Site Reliability Engineer | Scrabble
full-time
Posted on July 1, 2025
Job Description
Leadership – Site Reliability & Platform Architect
Job Summary
This role is pivotal in scaling a high-performance SaaS platform that powers logistics automation for over 500 global enterprises. As the Leadership – Site Reliability & Platform Architect, you will lead the evolution of our cloud infrastructure, DevOps maturity, and backend platform architecture.
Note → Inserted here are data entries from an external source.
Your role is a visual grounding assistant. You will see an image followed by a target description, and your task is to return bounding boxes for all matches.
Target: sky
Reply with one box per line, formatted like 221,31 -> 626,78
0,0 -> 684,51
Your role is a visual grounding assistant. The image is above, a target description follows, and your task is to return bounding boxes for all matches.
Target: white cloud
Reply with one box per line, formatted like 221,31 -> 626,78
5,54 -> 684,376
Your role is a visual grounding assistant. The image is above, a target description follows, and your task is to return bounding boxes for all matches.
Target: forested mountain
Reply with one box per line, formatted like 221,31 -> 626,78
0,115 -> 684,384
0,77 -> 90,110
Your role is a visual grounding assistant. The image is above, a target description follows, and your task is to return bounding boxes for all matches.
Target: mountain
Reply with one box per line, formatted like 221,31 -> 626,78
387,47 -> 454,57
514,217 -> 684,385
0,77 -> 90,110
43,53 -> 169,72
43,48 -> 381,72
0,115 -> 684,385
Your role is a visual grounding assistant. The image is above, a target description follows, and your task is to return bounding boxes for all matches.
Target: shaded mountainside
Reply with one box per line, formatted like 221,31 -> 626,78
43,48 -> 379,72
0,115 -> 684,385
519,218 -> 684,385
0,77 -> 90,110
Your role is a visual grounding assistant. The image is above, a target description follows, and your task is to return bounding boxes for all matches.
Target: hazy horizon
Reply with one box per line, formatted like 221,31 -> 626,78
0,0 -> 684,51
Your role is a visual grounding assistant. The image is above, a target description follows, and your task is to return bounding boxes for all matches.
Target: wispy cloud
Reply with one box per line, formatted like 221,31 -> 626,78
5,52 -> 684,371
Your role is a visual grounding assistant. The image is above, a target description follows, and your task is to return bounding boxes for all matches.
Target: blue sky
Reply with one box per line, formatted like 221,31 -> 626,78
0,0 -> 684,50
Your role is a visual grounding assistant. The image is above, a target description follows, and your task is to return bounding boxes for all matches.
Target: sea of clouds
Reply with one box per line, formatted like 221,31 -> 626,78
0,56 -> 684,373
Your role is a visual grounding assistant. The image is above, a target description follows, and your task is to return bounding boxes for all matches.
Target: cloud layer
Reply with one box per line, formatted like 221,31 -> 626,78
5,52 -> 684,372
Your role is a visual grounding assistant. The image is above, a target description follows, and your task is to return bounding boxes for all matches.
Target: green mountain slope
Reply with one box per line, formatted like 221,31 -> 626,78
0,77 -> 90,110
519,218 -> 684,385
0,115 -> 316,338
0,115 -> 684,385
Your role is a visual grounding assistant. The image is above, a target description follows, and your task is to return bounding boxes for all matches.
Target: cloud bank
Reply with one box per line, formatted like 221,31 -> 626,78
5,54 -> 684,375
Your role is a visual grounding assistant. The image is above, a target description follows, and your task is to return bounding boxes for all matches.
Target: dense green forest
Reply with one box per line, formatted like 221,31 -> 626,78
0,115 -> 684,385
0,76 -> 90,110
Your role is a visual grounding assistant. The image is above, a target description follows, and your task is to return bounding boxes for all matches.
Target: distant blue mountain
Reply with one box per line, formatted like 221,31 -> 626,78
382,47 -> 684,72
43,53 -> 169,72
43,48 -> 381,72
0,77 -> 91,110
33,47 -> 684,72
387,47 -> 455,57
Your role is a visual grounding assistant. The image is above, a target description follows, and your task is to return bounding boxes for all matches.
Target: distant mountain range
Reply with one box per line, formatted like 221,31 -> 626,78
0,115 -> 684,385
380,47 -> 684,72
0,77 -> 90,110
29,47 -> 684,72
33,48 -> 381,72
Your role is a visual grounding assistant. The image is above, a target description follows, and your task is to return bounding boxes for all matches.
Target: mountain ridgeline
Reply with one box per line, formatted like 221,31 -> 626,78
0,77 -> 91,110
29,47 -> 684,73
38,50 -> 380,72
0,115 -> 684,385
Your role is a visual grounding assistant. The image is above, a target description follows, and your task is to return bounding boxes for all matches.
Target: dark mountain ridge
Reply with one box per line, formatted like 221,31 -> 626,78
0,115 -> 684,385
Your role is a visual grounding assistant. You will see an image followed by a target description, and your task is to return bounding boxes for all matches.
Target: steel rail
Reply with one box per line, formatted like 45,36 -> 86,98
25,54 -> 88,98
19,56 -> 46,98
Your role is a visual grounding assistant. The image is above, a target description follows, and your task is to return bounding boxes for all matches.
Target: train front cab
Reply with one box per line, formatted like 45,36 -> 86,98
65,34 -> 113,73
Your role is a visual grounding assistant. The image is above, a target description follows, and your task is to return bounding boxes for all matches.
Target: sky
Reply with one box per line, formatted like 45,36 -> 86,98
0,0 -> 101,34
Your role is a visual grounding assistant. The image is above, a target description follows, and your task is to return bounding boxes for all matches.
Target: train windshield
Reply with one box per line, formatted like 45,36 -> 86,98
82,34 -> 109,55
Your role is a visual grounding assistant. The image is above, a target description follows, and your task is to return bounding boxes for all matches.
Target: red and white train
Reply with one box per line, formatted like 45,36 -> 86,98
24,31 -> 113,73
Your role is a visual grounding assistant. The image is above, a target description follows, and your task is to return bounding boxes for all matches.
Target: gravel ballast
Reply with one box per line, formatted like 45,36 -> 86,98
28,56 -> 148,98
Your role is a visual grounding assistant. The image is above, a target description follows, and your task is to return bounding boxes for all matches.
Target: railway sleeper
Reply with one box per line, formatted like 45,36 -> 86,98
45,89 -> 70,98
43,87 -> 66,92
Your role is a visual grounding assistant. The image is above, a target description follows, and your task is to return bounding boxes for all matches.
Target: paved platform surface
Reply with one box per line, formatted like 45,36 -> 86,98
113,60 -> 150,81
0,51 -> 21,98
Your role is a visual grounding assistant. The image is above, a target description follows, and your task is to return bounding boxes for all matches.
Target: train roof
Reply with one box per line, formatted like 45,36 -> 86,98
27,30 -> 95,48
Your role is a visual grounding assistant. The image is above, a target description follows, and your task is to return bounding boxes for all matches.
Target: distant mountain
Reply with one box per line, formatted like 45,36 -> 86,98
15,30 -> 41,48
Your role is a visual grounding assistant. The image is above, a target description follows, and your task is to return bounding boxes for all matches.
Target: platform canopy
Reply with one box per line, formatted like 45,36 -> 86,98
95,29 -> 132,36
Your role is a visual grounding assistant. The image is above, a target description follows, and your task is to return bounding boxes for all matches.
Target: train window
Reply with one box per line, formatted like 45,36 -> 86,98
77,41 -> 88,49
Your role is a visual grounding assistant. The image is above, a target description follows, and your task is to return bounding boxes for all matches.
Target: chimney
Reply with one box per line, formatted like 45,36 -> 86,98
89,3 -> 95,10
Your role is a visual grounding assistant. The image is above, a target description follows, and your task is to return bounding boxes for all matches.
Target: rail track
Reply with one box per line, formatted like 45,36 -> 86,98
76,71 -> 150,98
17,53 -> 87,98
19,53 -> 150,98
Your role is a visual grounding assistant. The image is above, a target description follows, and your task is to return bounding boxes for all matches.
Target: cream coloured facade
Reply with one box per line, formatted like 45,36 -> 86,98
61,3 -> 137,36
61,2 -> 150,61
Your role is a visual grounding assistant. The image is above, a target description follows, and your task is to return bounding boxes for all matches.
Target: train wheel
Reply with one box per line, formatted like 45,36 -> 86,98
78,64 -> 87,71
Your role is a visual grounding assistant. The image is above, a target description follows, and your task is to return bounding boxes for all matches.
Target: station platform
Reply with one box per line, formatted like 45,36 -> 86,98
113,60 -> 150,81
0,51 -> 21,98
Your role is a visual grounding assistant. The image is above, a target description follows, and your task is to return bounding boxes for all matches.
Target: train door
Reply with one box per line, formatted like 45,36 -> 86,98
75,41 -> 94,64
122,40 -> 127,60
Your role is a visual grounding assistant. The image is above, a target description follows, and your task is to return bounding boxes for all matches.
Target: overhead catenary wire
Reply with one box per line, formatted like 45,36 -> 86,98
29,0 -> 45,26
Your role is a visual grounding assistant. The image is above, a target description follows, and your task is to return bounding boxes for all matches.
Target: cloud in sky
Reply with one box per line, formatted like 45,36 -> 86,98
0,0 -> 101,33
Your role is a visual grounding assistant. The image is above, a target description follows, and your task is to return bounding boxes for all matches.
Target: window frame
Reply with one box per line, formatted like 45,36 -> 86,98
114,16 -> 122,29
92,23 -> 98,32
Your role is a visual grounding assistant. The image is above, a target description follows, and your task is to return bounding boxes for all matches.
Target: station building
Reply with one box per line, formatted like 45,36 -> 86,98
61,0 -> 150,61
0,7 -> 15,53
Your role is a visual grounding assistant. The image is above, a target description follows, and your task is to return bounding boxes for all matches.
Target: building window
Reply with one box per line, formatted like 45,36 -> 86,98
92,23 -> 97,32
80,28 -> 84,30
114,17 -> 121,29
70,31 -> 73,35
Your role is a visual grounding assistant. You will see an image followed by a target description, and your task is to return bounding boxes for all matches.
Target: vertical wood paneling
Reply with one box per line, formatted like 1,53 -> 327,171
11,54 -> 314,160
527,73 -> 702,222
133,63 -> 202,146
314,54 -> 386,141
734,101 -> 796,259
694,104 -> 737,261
You will blend deep DevOps/SRE expertise with backend architectural thinking to build resilient, observable, and scalable systems from the ground up.
Responsibilities
- Own Infrastructure Architecture: Design and evolve cloud-native systems to ensure scalability, high availability, cost efficiency, and security.
- Lead Backend Platform Design: Collaborate with product and engineering teams to design performant, modular, and reliable backend systems.
- CI/CD & Deployment Strategy: Build and scale deployment pipelines, optimize rollouts with blue-green/canary deployments, and ensure smooth delivery processes.
- Orchestrate Systems: Manage containerized workloads using orchestration tools such as Kubernetes (EKS/GKE), ECS, or others.
- Observability & Performance: Standardize monitoring, tracing, and logging across systems; lead capacity planning and performance tuning.
- Infrastructure as Code (IaC): Define and maintain scalable infrastructure using tools such as Terraform and Helm.
- Mentor & Lead: Guide engineering teams in cloud architecture, system design, and operational excellence.
- Champion Reliability & Security: Define SLOs, SLIs, and incident response processes while enforcing best practices for infrastructure and application security.
Qualifications
- 4+ years of experience in backend or infrastructure roles working with high-scale, production-grade systems.
- 3+ years of hands-on backend development experience with languages such as Ruby, Node.js, Python, or Java.
- 3+ years of experience in system design, API development, and performance optimization.
- 1+ years in a technical leadership role focusing on DevOps/SRE/platform engineering.
- Proven experience architecting and running infrastructure on AWS (preferred), GCP, or Azure.
- Deep understanding of cloud-native architecture, microservices, and distributed systems.
- Hands-on experience with Docker, Kubernetes, Terraform, and observability tools (e.g., Prometheus, Grafana, ELK, OpenTelemetry).
- Strong programming/scripting skills in Python, Go, or Bash and the ability to review production backend code (Ruby/Node).
- Experience with relational and NoSQL databases such as Postgres, MongoDB, and Redis.
Preferred Skills
- Experience with service mesh, multi-region high availability (HA) systems, or event-driven architectures.
- Background in security, compliance, or cost optimization.
- Prior experience leading backend engineering teams and being deeply involved in designing and scaling core systems.
- A comprehensive grasp of backend fundamentals (data modeling, API design, asynchronous jobs, caching) and a passion for building fast, resilient, and observable systems.
- A builder, architect, and operator mindset with strong business context awareness.
Experience
- 7–14 years of total industry experience with significant exposure to backend, infrastructure, and technical leadership roles in high-scale production environments.
Environment
- Location: Bangalore
- Type: Full-time
You will work within a dynamic, modern engineering environment, engaging with cross-functional teams to drive continuous improvement in cloud infrastructure, deployment methodologies, and system performance.